You are viewing a plain text version of this content. The canonical link for it is here.

Posted to p-dev@xerces.apache.org by Fredrick Paul Eisele <ph...@netarx.com> on 2002/02/26 14:19:13 UTC

Transcode produces Unicode, which has bugs in perl 5.6.1

I would like some advice, and possibly a change to xerces-perl.
I found a bug in perl-5.6.1 which is related to unicode (actually I found 
several).
An example of which follows:
==================

use Devel::Peek; 

#======================= 
# Something to try out the pattern 
sub try_it { 
  my $pattern = shift; 

  Dump( $pattern ); 

  print STDERR "\ncompiled:\n"; 
  my $re = qr/$pattern/; 
  Dump( $re ); 

  my $match = "Jan 11 14:50:01 10.1.0.1 CRON[15021]: (root) CMD 
(/usr/libexec/atrun)"; 

  if ($match =~ m/$re/) { 
return "Matched\n"; 
  } 
return "Not Matched\n"; 
} 
#======================= 
    
# This first example forces a unicode encoding by pushing a smiley onto the 
string. 
# The smiley is then removed. 
# 
FAILURE: { 
 my $failure = 
   "(?sx)  ( \\d{1,3}\\.\\d{1,3}\\.\\d{1,3}\\.\\d{1,3} )    \\s   CRON .+? 
CMD \\s \\( (\\S+?) \\)  " 
 . "\x{263A}"; 
 chop $failure; 
 print "Pattern which should match but does not\n", try_it( $failure ), "\n"; 
} 

# This sample "works" if the previous sample is commented out. 
# If you didn't notice, the difference is the unicode character. 
# 
SUCCESS: { 
 my $success = 
   "(?sx)  ( \\d{1,3}\\.\\d{1,3}\\.\\d{1,3}\\.\\d{1,3} )    \\s   CRON .+? 
CMD \\s \\( (\\S+?) \\)  "; 
 print "Pattern which should match and does\n", try_it( $success ), "\n"; 
} 

==================
The problem, in this case, causes bad regular expressions to be built.
I have been putting patterns into CDATA sections of xml files and
subsequently compiling them into regular expressions.
I have also had some problems with pack when used to create
snmp streams.
The response to this bug follows:
==================
Bugids(1)
20020225.013
Modified
2002-02-25 21:35:43 

Subject
Re: [ID 20020225.013] Unicode vs.
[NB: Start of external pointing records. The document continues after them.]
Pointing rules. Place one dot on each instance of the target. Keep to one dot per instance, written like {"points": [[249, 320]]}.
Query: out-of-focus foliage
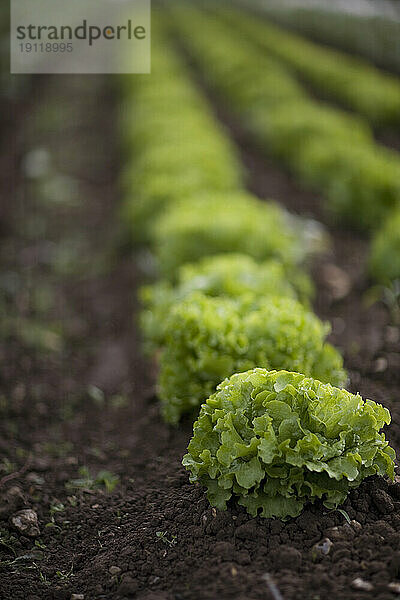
{"points": [[208, 339], [348, 80], [215, 223], [328, 148], [374, 33], [385, 252], [229, 275], [277, 440], [175, 146]]}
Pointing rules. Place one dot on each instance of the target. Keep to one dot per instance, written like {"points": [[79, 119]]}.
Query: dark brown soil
{"points": [[86, 399]]}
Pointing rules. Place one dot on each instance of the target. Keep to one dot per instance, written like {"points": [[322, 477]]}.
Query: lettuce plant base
{"points": [[214, 554]]}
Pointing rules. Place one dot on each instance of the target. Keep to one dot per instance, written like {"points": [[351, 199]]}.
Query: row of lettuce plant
{"points": [[350, 81], [233, 306], [326, 148]]}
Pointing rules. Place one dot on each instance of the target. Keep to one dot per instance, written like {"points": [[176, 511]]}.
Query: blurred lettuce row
{"points": [[327, 148], [217, 222], [384, 262], [207, 339], [228, 275], [174, 147], [349, 80], [276, 441]]}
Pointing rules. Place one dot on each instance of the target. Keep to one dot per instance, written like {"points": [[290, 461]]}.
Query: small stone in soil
{"points": [[114, 570], [361, 584], [26, 521]]}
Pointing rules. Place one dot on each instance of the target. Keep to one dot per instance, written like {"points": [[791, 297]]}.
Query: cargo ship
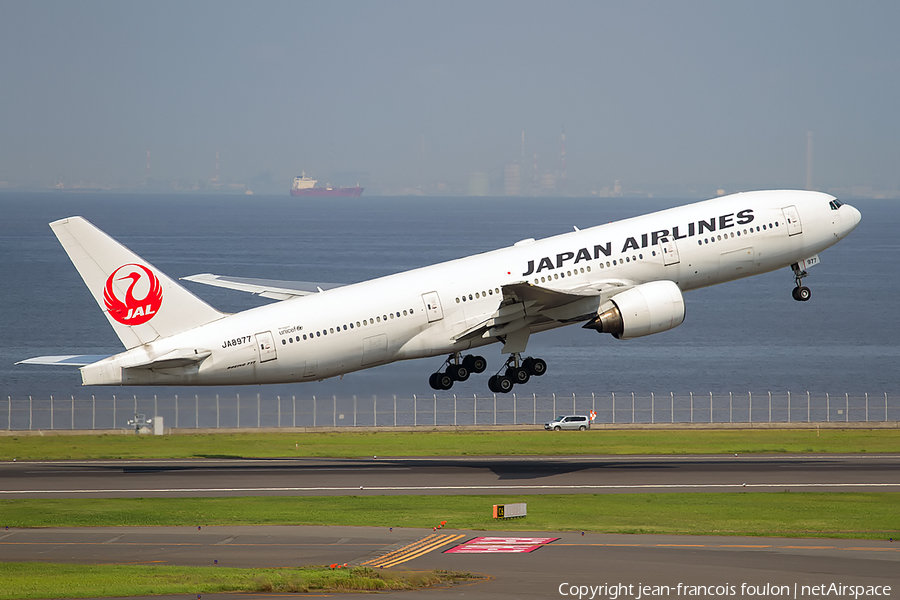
{"points": [[306, 186]]}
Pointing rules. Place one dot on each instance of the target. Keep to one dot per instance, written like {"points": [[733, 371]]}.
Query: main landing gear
{"points": [[800, 292], [457, 370], [517, 372]]}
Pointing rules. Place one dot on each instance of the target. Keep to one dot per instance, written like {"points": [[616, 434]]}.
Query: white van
{"points": [[580, 422]]}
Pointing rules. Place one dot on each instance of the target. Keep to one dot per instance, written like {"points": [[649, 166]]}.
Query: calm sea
{"points": [[746, 335]]}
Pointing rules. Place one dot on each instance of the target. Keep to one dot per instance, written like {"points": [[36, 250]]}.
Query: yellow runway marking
{"points": [[425, 545]]}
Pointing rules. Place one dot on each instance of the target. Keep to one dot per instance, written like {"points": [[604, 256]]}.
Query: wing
{"points": [[525, 307], [69, 360], [267, 288]]}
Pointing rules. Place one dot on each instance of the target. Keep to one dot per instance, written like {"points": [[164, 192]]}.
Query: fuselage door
{"points": [[432, 307], [669, 251], [792, 218], [265, 344]]}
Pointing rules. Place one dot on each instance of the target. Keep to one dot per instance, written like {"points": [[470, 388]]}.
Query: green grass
{"points": [[448, 443], [42, 580], [836, 515]]}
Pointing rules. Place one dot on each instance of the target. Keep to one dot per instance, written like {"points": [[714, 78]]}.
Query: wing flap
{"points": [[525, 305], [68, 360]]}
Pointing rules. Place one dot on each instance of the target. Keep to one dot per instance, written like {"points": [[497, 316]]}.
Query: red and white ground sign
{"points": [[499, 545]]}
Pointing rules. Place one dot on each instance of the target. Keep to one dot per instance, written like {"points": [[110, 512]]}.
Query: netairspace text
{"points": [[615, 591]]}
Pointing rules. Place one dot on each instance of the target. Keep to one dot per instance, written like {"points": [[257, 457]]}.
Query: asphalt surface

Regex 

Source
andreas.koenig@anima.de

Thanks for your bugreport. The bug you describe has been fixed in the
current development branch and the fix will be in perl 5.8.0.
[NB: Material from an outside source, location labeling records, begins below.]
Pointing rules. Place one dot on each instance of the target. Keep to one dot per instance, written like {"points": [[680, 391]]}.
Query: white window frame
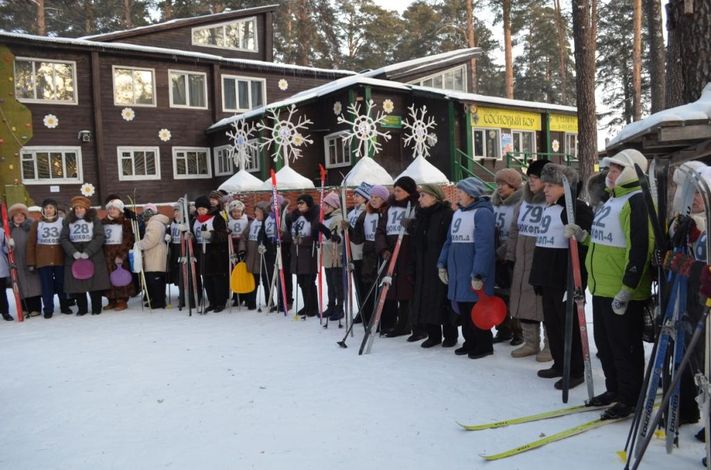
{"points": [[128, 67], [498, 145], [244, 78], [327, 150], [50, 148], [73, 102], [133, 149], [252, 19], [185, 73], [176, 176]]}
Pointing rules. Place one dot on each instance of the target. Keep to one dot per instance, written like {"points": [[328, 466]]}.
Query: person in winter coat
{"points": [[506, 197], [430, 306], [618, 263], [154, 248], [119, 240], [29, 281], [210, 232], [82, 237], [396, 319], [46, 255], [467, 262], [364, 233], [549, 271], [524, 305], [332, 251]]}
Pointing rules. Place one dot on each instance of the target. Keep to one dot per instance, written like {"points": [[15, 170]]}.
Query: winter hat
{"points": [[407, 184], [433, 190], [332, 200], [510, 177], [364, 190], [306, 199], [473, 186], [536, 166], [553, 173], [117, 203], [202, 201], [81, 201], [380, 191]]}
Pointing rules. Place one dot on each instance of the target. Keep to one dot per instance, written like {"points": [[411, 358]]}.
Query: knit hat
{"points": [[202, 201], [117, 203], [510, 177], [473, 186], [379, 191], [332, 200], [553, 173], [536, 166], [81, 201], [433, 190], [407, 184], [364, 190]]}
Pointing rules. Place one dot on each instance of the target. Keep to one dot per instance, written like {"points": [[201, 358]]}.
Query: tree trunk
{"points": [[584, 19], [637, 60], [657, 56], [508, 54]]}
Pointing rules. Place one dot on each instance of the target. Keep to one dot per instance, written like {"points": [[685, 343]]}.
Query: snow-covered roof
{"points": [[698, 111], [123, 47]]}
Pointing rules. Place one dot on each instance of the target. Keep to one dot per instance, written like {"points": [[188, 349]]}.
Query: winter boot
{"points": [[531, 341]]}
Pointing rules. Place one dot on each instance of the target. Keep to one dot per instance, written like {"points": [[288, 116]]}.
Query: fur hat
{"points": [[509, 176]]}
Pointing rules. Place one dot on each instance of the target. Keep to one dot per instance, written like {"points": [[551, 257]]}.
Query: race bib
{"points": [[81, 231]]}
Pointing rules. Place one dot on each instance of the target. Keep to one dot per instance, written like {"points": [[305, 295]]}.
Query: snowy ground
{"points": [[248, 390]]}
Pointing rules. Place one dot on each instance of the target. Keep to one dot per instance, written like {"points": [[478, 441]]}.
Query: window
{"points": [[452, 79], [54, 165], [138, 163], [188, 89], [134, 86], [191, 163], [337, 150], [242, 93], [44, 81], [240, 35], [487, 143]]}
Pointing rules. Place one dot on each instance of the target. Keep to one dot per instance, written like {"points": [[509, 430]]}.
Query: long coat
{"points": [[29, 281], [523, 301], [429, 232], [93, 248]]}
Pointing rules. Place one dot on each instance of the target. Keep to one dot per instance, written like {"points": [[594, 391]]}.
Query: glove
{"points": [[443, 275], [575, 231], [619, 303], [477, 283]]}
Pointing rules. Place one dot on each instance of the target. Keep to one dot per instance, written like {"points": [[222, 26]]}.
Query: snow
{"points": [[699, 110], [424, 172], [288, 178], [369, 171], [241, 181], [242, 389]]}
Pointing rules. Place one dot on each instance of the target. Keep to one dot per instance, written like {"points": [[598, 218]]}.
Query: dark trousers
{"points": [[619, 343], [476, 340], [554, 314], [52, 280]]}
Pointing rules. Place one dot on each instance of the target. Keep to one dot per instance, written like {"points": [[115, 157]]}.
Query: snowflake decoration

Numerous bugs in the Unicode sphere have been fixed since 5.6.1. If
you're interested to try out the current development branch, see
perldoc perlhack or just pick a recent snapshot from
    ftp://ftp.funet.fi/pub/languages/perl/snap
and test your code with it.

-- 
andreas

==================
Given that the fixes to these bugs will not be generally available for
a while what can be done in the meantime (I would rather not use
a perl snapshot).
I am thinking that the perl strings returned by the xerces functions 
should be stripped of their UTF-8 nature.
This could be done by supplying a function which does this, much
like transcode already does.
Or maybe an global option which controls the behavior or transcode?
What do you think?

---------------------------------------------------------------------
To unsubscribe, e-mail: xerces-p-dev-unsubscribe@xml.apache.org
For additional commands, e-mail: xerces-p-dev-help@xml.apache.org

Re: Transcode produces Unicode, which has bugs in perl 5.6.1

Posted by "Jason E. Stewart" <ja...@openinformatics.com>.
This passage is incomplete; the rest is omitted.